By Mona M.
SANAA, July 21 (Saba) – On the sounds of violent airstrikes in the northern outskirts of the capital Sanaa earlier this year, the wife of Faisal Ahmed gave birth to son.
"Trembling with fear from the aerial bombardment striking near our home, she was screaming in fear and pain… and suddenly she gave birth," said Ahmed.
Ahmed, the father of nine children, had lost his job due to the war. He has since no constant income.
He said his wife was able to breastfeed her newborn son for about 20 days before her milk stopped, because of her malnutrition.
No electricity, no cooking gas, no water and no health access since the war erupted, the family has since relied on wood to cook food for, and the father couldn't afford to buy his new son milk from the market.
The Yemeni children have been paying the highest price since Saudi-led aggression coalition launched a war on Yemen in March 2015.
The United Nations Children's Fund UNICEF has recorded the deaths of 900 children in 2007 alone, with more than 1,300 wounded – at the average of six killed or injured each day.
They have been killed or maimed across the country and are no longer safe anywhere in Yemen. Even playing or sleeping has become dangerous.
Meanwhile, nearly 320,000 children are at risk of life-threatening malnutrition in the country since the war began, according to UNICEF.
The US-backed Saudi-led aggression coalition airstrikes have killed more than 9,000 people, including more than 3,000 civilians, and displaced 2.3 million, according to the UN Human Rights Office.
Mona Sabella, an advocacy officer in the Cairo Institute for Human Rights Studies was quoted by nytimes daily newspaper as saying that “Many thought it is impossible to challenge Saudi impunity for war crimes in Yemen. The creation of an international investigative body becomes necessary today to prove that the lives of millions of the Yemeni people mean more than Saudi influence".

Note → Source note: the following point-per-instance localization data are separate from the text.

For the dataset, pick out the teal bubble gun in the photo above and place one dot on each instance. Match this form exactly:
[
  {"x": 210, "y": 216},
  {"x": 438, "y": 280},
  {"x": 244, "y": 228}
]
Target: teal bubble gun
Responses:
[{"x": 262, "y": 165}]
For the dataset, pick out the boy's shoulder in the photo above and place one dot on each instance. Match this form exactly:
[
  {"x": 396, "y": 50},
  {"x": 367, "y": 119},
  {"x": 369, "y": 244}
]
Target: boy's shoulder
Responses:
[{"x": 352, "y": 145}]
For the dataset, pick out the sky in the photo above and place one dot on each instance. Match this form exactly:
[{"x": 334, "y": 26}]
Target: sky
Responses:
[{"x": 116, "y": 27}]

The father Ahmed said his new son Odai was suffering from acute diarrhea and malnutrition. He took him to the hospital several times.

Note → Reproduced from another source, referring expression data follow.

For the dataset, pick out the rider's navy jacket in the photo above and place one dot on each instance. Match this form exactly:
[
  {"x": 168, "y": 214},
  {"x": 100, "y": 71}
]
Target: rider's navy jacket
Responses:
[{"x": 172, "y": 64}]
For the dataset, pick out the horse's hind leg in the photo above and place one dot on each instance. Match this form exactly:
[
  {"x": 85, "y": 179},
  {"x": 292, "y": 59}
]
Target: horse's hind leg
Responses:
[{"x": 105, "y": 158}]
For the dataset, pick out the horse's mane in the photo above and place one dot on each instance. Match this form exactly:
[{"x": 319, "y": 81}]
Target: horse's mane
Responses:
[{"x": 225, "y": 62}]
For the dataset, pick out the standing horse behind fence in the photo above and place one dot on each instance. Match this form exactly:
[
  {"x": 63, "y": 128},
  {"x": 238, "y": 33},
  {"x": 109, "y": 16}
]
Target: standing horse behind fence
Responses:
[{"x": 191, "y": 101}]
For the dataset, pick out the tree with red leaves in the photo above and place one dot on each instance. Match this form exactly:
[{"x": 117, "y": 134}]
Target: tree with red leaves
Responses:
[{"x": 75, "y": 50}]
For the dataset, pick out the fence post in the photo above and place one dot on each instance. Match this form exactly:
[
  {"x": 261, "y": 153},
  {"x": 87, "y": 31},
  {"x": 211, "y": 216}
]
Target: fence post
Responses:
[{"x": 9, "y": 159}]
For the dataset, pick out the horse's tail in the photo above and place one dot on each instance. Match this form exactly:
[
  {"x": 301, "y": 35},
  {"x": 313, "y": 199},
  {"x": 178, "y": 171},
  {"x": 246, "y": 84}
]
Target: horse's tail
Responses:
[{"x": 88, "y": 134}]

Odai is one of millions of Yemeni children paying high price for the this unfair Saudi military aggression on Yemen for more than three years.
Hundreds of medical facilities have been bombed by the coalition airstrikes, while few hospitals remain operating, depending on electricity generators despite severe fuel shortage due to the all-out blockade imposed by the forces of the coalition.
Odai was just one of an estimated 1.3 million children suffering from malnutrition in Yemen as the country’s humanitarian crisis continues to worsen under relentless blockade and air strikes.
The US-backed Saudi-led aggression has destroyed storehouses, roads, schools, farms, factories, power grids, hospitals and water stations. The coalition forces also cut aid supplies to the country after it launched a major attack on the country's lonely Red Sea port city of Hodeidah on June 13.